Бернат, самый дорогой друг моей юности, брат моей души. Он пришел поговорить со мной о двух исчезнувших из этого мира людях. О моем брате Гийоме и сестре Гильельме. Добавить последний штрих к чистому и светлому образу их памяти. А потом тоже умереть. Добавить и свою память, и свое ясное лицо к тем первым двум. И он также пришел дать мне последний знак. Вот почему я хочу так много сказать тебе о нем, Гийом Маурс, потому что ты не очень хорошо его знал. Тот день мы провели с ним вместе и проговорили еще всю следующую ночь — и пили вино из моей фляги. Бернат очень похудел, он был изможден двумя годами бродяжничества и отчаяния. Но он все еще хранил эту особую красоту сыновей сарацинов, красоту дикого черного волка, всегда готового к прыжку.

Однако он казался мне словно выжженным изнутри. Ужас слишком часто смотрел ему в лицо; он им дышал, он его глотал. И теперь этот ужас словно проглядывал из каждой поры его кожи, чувствовался с каждым биением его пульса.

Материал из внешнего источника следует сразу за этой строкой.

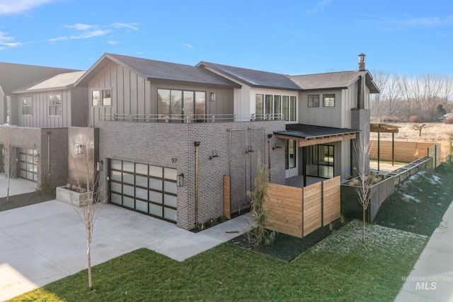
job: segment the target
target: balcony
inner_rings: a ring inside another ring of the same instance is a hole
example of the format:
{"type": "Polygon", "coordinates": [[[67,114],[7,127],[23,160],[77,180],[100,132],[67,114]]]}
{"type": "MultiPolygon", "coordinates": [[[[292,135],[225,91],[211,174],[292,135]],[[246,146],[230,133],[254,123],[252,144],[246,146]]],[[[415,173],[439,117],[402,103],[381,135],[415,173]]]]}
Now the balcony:
{"type": "Polygon", "coordinates": [[[109,122],[161,122],[161,123],[212,123],[250,121],[282,120],[282,114],[241,115],[149,115],[101,113],[99,120],[109,122]]]}

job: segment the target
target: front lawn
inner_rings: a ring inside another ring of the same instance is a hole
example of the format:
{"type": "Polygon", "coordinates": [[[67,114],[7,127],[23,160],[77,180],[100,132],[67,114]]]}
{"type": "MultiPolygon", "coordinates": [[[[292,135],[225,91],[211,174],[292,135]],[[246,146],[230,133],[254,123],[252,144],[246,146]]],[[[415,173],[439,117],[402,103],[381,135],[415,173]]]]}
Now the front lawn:
{"type": "Polygon", "coordinates": [[[140,249],[12,301],[391,301],[427,237],[352,221],[291,262],[227,243],[183,262],[140,249]]]}

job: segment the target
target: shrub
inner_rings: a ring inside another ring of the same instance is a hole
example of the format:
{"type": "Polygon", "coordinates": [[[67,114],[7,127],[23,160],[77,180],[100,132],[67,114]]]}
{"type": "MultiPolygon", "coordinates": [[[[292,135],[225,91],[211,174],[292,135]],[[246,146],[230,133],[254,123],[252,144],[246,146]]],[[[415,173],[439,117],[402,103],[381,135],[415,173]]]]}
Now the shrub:
{"type": "Polygon", "coordinates": [[[409,117],[409,122],[422,122],[422,118],[420,117],[418,115],[411,115],[411,117],[409,117]]]}

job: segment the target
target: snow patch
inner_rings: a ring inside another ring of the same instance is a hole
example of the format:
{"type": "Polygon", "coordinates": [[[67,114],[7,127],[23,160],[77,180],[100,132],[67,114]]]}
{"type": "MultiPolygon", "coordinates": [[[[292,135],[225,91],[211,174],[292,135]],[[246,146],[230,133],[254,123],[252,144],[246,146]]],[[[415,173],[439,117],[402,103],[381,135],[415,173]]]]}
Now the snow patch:
{"type": "Polygon", "coordinates": [[[420,199],[414,197],[413,196],[408,195],[407,194],[403,194],[403,196],[404,196],[404,200],[408,202],[409,200],[412,200],[415,202],[420,202],[420,199]]]}

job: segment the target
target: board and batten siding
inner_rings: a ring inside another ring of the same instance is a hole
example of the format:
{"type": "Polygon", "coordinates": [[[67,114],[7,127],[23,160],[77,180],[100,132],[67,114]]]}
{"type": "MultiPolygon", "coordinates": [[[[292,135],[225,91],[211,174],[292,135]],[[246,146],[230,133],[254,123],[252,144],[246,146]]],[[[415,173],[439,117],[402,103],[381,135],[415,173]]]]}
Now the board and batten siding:
{"type": "Polygon", "coordinates": [[[342,102],[344,95],[341,90],[309,91],[299,93],[299,122],[315,126],[342,128],[344,116],[342,102]],[[335,107],[323,107],[323,94],[335,93],[335,107]],[[319,107],[309,108],[309,95],[319,95],[319,107]]]}
{"type": "Polygon", "coordinates": [[[178,89],[206,92],[206,114],[233,114],[233,88],[176,83],[171,81],[148,81],[130,69],[110,63],[89,83],[91,124],[95,125],[100,114],[157,114],[157,89],[178,89]],[[91,106],[93,90],[111,88],[111,106],[91,106]],[[211,92],[216,100],[210,100],[211,92]]]}
{"type": "Polygon", "coordinates": [[[72,122],[71,90],[22,93],[18,95],[16,98],[19,104],[18,108],[19,115],[18,126],[35,128],[62,128],[71,126],[72,122]],[[62,95],[61,115],[50,115],[49,114],[49,98],[50,95],[55,94],[62,95]],[[21,99],[24,96],[31,96],[33,106],[31,115],[22,115],[21,99]]]}

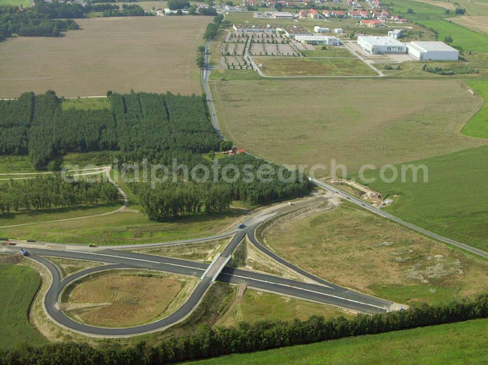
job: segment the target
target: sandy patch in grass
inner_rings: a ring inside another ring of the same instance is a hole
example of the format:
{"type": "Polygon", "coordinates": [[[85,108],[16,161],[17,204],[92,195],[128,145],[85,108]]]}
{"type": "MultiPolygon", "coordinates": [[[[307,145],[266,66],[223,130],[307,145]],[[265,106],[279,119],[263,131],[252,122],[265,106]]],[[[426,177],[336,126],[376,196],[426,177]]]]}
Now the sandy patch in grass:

Он рассказал мне о последнем годе жизни доброго человека Фелипа — который также был последним и для моего брата Гийома. Это было время мужества и страстной веры, когда они ходили по земле д'Айю и Сабартес. Это было около двух лет назад. В июне 1309 года Бернат и Фелип прибыли из графства Ампурдан, что возле моря, не очень далеко от Барселоны. Это было после того, как они трое бежали из Мура Каркассона, встретили меня на пастбище Планезес, пересекли брод Расигуэре, прошли графство Руссильон и горы Альбере, и, наконец, нашли убежище. Бернат и Фелип оставили доброго человека Гийома Белибаста с другими беженцами из Сабартес — братьями Марти из Жюнак. Они — Фелип и Бернат, хотели вернуться в Тулузен, узнать новости о Церкви, о Мессере Пейре из Акса, других добрых людях, обо всех друзьях. Встретить Гильельму. Вырвать ее, вырвать всех, кого только удасться, из ловушек тулузской Инквизиции, увезти их в безопасное место, по другую сторону Пиренеев. Бернат и Фелип несколько недель провели в Сабартес, ожидая проводника. И таким стал мой брат Гийом Маури, который вместе в Бернатом сопровождал и защищал доброго человека Фелипа и ходил с ним повсюду, то к просящему утешения умирающему, то к добрым верующим, запуганным расследованиями и плачущим в тоске. Гийом Маури пытался быть повсюду, где проходил добрый человек, последний свободный добрый человек в Сабартес. Именно за это Церковь, которая сдирает шкуру, и лично ее инквизитор Жоффре д'Абли, дорого заставили его заплатить через несколько недель, в застенках Каркассона.